This page reflects guidance from the sixth edition of the Publication Manual.
For the most current guidelines, see the Publication Manual of the American Psychological Association (7th ed.) and our Style and Grammar Guidelines page for the seventh edition.
The running head is a shortened title (no more than 50 characters, including spaces) that appears on every page. Use the automatic functions of your word-processing program to create a header that contains the running head and the page numbers for your paper. The header is located within, not below, the paper’s margin. There is no need to set the header at a specific distance from the top of the page. The words Running head: precede the running head on the title page only.
Set uniform margins of at least 1 in. (2.54 cm) on the top, bottom, left, and right of every page. Use your word-processing software to add a header that will appear at the top of every page that includes the running head and the page number. The header appears within the top margin, not below it.
There are five levels of headings in APA Style. Proceed through the levels numerically, starting with Level 1, without skipping levels.
The number of headings needed for a paper will vary depending on the paper’s complexity and subject matter. Sections of similar importance have the same level of heading.
Don’t use “Introduction” as your first heading—it’s assumed that the beginning of the paper is the introduction.
Use boldface and/or italics only for headings within the body of your paper (as described for each level of heading in the Publication Manual).
Use regular font formatting (no boldface or italics) for all section titles, such as Abstract, Author Note, Title of Your Paper (on the title page and on the page where the text begins), References, Appendix/Appendices, and Footnotes. These are not headings but labels for these sections.
Lists, such as numbered lists and bulleted lists, may be used in APA Style.
Each item on the list is punctuated at the end by a comma, semicolon, or period, depending on the grammatical structure of the list. Numbers are followed by periods and are not in parentheses.
In running text, a series of items is designated by letters in parentheses: (a) first item, (b) second item, and (c) third item.
Tables can help you present a large amount of material efficiently. Table layout needs to be logical and easy for readers to understand. Here are some guidelines on formatting your table.

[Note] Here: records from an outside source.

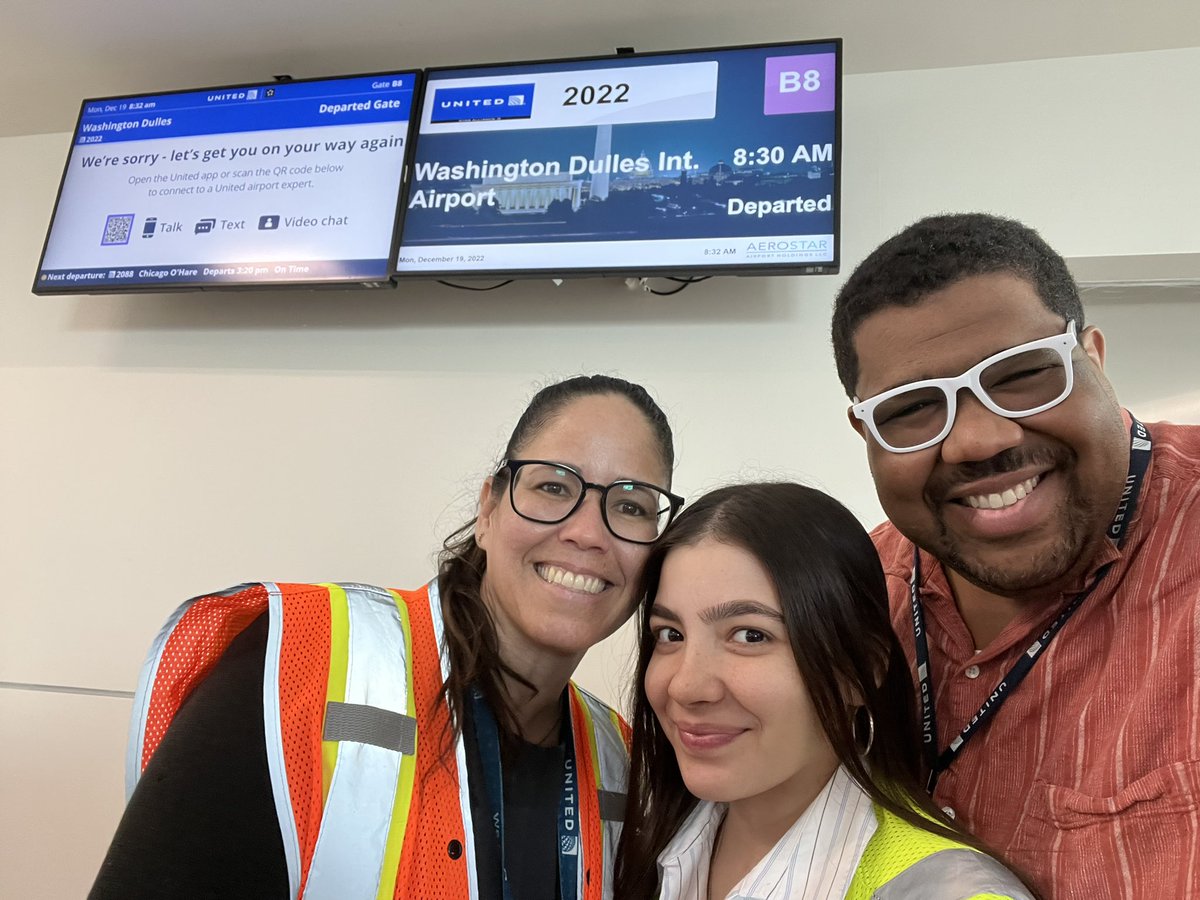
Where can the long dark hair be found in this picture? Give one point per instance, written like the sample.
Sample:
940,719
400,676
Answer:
469,630
834,599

Place each table on a separate page at the end of your manuscript, after the reference list.
If font size and style are not specified by the organization for which you are writing (e.g., publisher, university), the suggested font is 12-point Times New Roman.
Margins depend on the size of the table but must be at least 1 in. (2.54 cm).
Tables may use single-spacing or one-and-a-half spacing (p. 229).
Information necessary for understanding the table and definitions of abbreviations used within the table appear in a table note.
Many types of figures can help you present data to the reader, including graphs, charts, maps, drawings, and photographs. A good figure is easy to read with elements large enough to be read easily. Here are some guidelines on creating your figure.
Place each figure on a separate page at the end of your manuscript, after any tables (or after the reference list, if there are no tables).
Place a caption below each figure describing its contents and defining any abbreviations used in the figure.
Table of Contents
Because the Publication Manual provides guidelines for writers submitting manuscripts to scholarly journals, it is silent on the topic of tables of contents. Usually questions about tables of contents come from students or teachers who want the information to complete a class assignment. Style preferences for undergraduate writing can vary by discipline, university, and instructor. Instructors should provide their preferred formatting guidelines if they require tables of contents; if guidelines are not included with the assignment or syllabus, students can request them.
The title page includes five elements: title, running head, author, byline, institutional affiliation, and author note (which includes grant/funding information and a full correspondence address). The title page is numbered page 1.
Instructors who require other information on the title page should supply students with examples of their preferred format.
Use a comma between elements in a series of three or more items.
height, width, and depth
Material quoted directly from another source (i.e., reproduced word for word from works by other authors, your own previously published work, material replicated from a test item, and/or verbatim instructions to participants) must always provide the author, year, and specific page(s) in the text citation (for sources that don’t have page numbers, see the APA Style Blog post on citing a Kindle listed below) and include a complete entry in the reference list.
If the quotation includes fewer than 40 words, incorporate it in text and enclose it with double quotation marks. If the quotation includes more than 40 words, it should be treated as a block quotation, meaning that it is displayed in a freestanding block of text without quotation marks.
If material is paraphrased (i.e., restated in your own words), always provide the author and date in the in-text citation. It is not necessary to include the page number(s) in the citation, but it may be helpful, especially if the source is very long (e.g., a short passage from a whole book).